Solve for x using the quadratic formula in the equation: \( 3x^{2} - 6x + 2 = 0 \)

To solve for \( x \) using the quadratic formula, we start with the equation \( 3x^{2} - 6x + 2 = 0 \). We can identify \( a = 3 \), \( b = -6 \), and \( c = 2 \).
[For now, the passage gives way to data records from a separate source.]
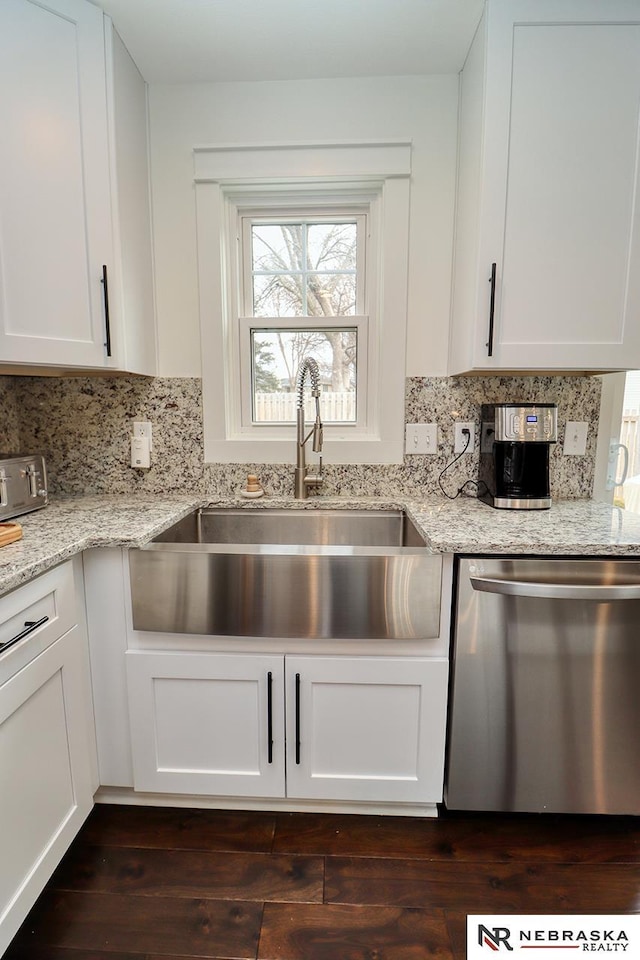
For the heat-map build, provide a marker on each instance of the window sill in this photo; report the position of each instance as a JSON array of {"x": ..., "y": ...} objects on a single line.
[{"x": 340, "y": 450}]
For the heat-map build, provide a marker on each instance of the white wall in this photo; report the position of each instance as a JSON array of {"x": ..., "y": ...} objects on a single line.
[{"x": 422, "y": 109}]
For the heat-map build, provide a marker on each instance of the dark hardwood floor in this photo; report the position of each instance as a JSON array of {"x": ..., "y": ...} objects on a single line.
[{"x": 144, "y": 883}]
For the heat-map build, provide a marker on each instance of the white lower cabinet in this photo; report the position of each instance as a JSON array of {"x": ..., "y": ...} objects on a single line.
[
  {"x": 202, "y": 723},
  {"x": 357, "y": 728},
  {"x": 46, "y": 775},
  {"x": 366, "y": 728}
]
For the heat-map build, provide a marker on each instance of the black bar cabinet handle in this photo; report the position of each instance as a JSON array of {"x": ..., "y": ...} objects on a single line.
[
  {"x": 29, "y": 627},
  {"x": 297, "y": 718},
  {"x": 492, "y": 308},
  {"x": 270, "y": 717},
  {"x": 107, "y": 324}
]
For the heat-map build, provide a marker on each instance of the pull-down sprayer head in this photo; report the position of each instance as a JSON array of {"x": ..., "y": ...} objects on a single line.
[{"x": 309, "y": 365}]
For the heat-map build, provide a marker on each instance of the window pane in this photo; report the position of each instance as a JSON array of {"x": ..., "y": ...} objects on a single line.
[
  {"x": 276, "y": 356},
  {"x": 276, "y": 246},
  {"x": 279, "y": 295},
  {"x": 303, "y": 269},
  {"x": 331, "y": 246},
  {"x": 331, "y": 295}
]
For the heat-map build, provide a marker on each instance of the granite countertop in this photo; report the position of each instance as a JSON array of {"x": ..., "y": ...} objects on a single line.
[{"x": 570, "y": 528}]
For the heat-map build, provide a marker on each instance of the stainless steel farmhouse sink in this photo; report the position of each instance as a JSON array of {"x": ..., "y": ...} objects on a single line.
[{"x": 306, "y": 574}]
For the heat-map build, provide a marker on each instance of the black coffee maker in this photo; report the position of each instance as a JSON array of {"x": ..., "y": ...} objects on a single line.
[{"x": 514, "y": 454}]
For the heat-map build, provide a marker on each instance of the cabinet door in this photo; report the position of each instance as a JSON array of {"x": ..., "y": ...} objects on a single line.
[
  {"x": 553, "y": 148},
  {"x": 366, "y": 728},
  {"x": 55, "y": 230},
  {"x": 45, "y": 793},
  {"x": 207, "y": 723}
]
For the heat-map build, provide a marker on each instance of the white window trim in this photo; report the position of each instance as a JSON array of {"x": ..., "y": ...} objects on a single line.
[{"x": 231, "y": 175}]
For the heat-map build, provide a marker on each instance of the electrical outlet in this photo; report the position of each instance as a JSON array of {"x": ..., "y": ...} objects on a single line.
[
  {"x": 142, "y": 428},
  {"x": 421, "y": 438},
  {"x": 461, "y": 441},
  {"x": 575, "y": 438}
]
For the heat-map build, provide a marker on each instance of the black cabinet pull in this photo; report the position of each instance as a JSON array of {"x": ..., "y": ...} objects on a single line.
[
  {"x": 107, "y": 324},
  {"x": 492, "y": 308},
  {"x": 29, "y": 627},
  {"x": 270, "y": 717},
  {"x": 297, "y": 718}
]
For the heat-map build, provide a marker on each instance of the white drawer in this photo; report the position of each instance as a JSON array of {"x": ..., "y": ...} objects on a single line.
[{"x": 41, "y": 611}]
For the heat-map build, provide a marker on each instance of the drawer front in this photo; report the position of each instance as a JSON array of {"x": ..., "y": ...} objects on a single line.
[{"x": 35, "y": 615}]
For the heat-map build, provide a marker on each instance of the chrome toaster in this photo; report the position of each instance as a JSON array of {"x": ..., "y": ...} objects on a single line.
[{"x": 23, "y": 484}]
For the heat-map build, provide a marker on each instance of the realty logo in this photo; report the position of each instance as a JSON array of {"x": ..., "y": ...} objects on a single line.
[{"x": 494, "y": 937}]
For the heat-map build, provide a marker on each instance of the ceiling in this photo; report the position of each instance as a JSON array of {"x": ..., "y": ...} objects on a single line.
[{"x": 191, "y": 41}]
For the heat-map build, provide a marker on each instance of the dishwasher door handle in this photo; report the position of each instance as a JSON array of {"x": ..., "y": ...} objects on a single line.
[{"x": 557, "y": 591}]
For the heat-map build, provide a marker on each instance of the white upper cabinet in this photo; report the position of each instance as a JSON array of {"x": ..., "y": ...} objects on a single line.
[
  {"x": 59, "y": 221},
  {"x": 548, "y": 189}
]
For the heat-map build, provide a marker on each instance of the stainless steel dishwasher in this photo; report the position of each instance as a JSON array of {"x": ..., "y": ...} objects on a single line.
[{"x": 545, "y": 703}]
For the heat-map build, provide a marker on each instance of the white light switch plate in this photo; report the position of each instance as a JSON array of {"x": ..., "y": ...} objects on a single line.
[
  {"x": 421, "y": 438},
  {"x": 575, "y": 438}
]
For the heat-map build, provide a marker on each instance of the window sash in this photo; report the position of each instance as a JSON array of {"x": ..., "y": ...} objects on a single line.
[
  {"x": 336, "y": 214},
  {"x": 248, "y": 324}
]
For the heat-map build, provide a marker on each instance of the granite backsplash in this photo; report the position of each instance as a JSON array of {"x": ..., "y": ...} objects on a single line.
[{"x": 82, "y": 426}]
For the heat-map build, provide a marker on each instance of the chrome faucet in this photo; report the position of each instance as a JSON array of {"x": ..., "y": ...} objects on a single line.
[{"x": 305, "y": 481}]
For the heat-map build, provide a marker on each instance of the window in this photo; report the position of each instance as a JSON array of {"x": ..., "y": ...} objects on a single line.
[
  {"x": 297, "y": 268},
  {"x": 303, "y": 294}
]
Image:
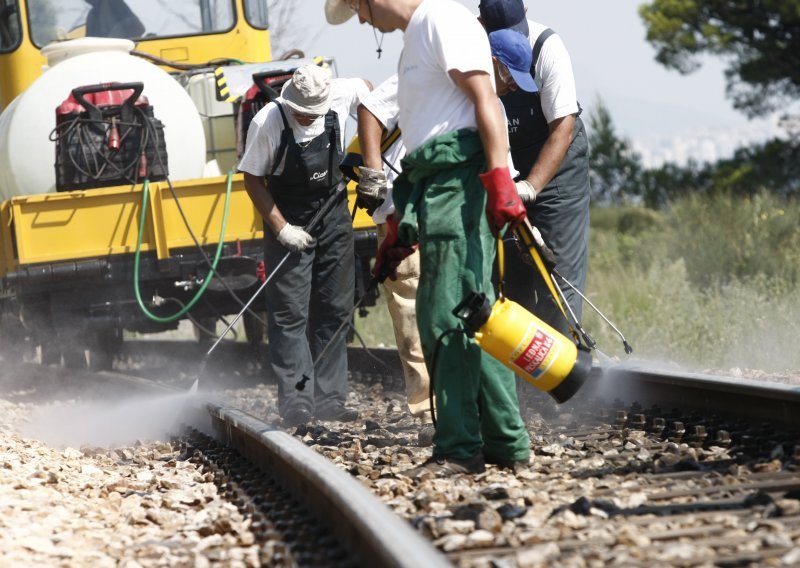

The quadratic formula is given by: \[ x = \frac{-b \pm \sqrt{b^2 - 4ac}}{2a} \] Now, let's calculate the discriminant \( b^2 - 4ac \): \[ b^2 - 4ac = (-6)^2 - 4(3)(2) = 36 - 24 = 12 \] Next, we apply the quadratic formula: \[ x = \frac{-(-6) \pm \sqrt{12}}{2(3)} = \frac{6 \pm 2\sqrt{3}}{6} \] This simplifies to: \[ x = 1 \pm \frac{\sqrt{3}}{3} \] Thus, the solutions for \( x \) are: \[ x = 1 + \frac{\sqrt{3}}{3} \quad \text{and} \quad x = 1 - \frac{\sqrt{3}}{3} \] So, the roots are approximately \( x \approx 1.577 \) and \( x \approx 0.423 \). Enjoy exploring these solutions!